Queen Anne's Lace Jelly
Makes Approximately 2 Pints
18 fresh, large Queen Anne's Lace flower heads*
4 cups boiling water
1/4 cup lemon juice
4 cups sugar
2 packages powdered pectin3 drops natural red food coloring, if desired
1. Fill the sink or a large bowl with cold water. Submerge flower heads in the water and slosh around to remove any insects. Drain flowers.
2. Place the flowers in a large pot** and cover with boiling water. Cover and let sit for several hours or overnight. Essentially, you are making a very strong, stinky Queen Anne's Lace tea.
3. Strain the cooled "tea" through a sieve lined with cheesecloth. Save the tea, discard the flowers.
4. Rinse your pot and add the tea back in. Heat over a medium-high flame. Add the lemon juice, sugar and pectin. Stir to dissolve and bring to a boil. Boil for one minute, then reduce heat to medium. Stir frequently and be sure to scrap the bottom of the pan to prevent burning. Cook for 8-10 minutes until thickened (a good "set" test is to place a plate in the freezer for 15 minutes. Drop a small spoonful of the jelly onto the cold plate. After 30 seconds, the jelly should form a soft set and not run).

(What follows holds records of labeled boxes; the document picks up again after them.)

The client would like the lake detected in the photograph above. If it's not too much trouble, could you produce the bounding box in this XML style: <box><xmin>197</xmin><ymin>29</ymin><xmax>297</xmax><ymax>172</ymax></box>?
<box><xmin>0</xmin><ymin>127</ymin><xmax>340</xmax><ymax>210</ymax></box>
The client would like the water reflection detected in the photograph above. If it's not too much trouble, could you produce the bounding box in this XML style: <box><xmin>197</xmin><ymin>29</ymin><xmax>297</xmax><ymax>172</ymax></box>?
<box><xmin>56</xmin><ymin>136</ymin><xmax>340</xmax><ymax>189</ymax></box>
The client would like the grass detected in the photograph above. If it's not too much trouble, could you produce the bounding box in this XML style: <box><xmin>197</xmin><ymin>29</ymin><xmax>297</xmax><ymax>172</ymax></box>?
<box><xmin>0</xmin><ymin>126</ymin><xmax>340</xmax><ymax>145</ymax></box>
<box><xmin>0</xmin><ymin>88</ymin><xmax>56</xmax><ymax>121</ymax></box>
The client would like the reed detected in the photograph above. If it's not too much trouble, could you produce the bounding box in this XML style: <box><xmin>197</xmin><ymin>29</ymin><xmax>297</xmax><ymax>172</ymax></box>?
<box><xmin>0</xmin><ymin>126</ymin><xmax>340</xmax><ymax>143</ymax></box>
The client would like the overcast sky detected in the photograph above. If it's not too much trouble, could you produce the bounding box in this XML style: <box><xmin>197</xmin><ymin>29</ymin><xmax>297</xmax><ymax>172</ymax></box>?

5. If you wish, add food coloring to the jelly to give it a peachy-pink color. Otherwise, the jelly with be a very light chartreuse color.
6. Pour jelly into sterilized mason jars or other storage container. Keep in the refrigerator or process in a hot water bath for five minutes. Enjoy!
*You can definitely pick Queen Anne's Lace from fields and pastures (like I did), but pick several feet away from the road to be sure the flowers aren't contaminated with pesticides or road grime. Queen Anne's Lace can also be found at the Farmers Market.
**When making a floral or herbal jelly, be sure to cook in a ceramic or stainless steel pot. Cooper or aluminum pans can chemically alter the properties of the flowers/herbs.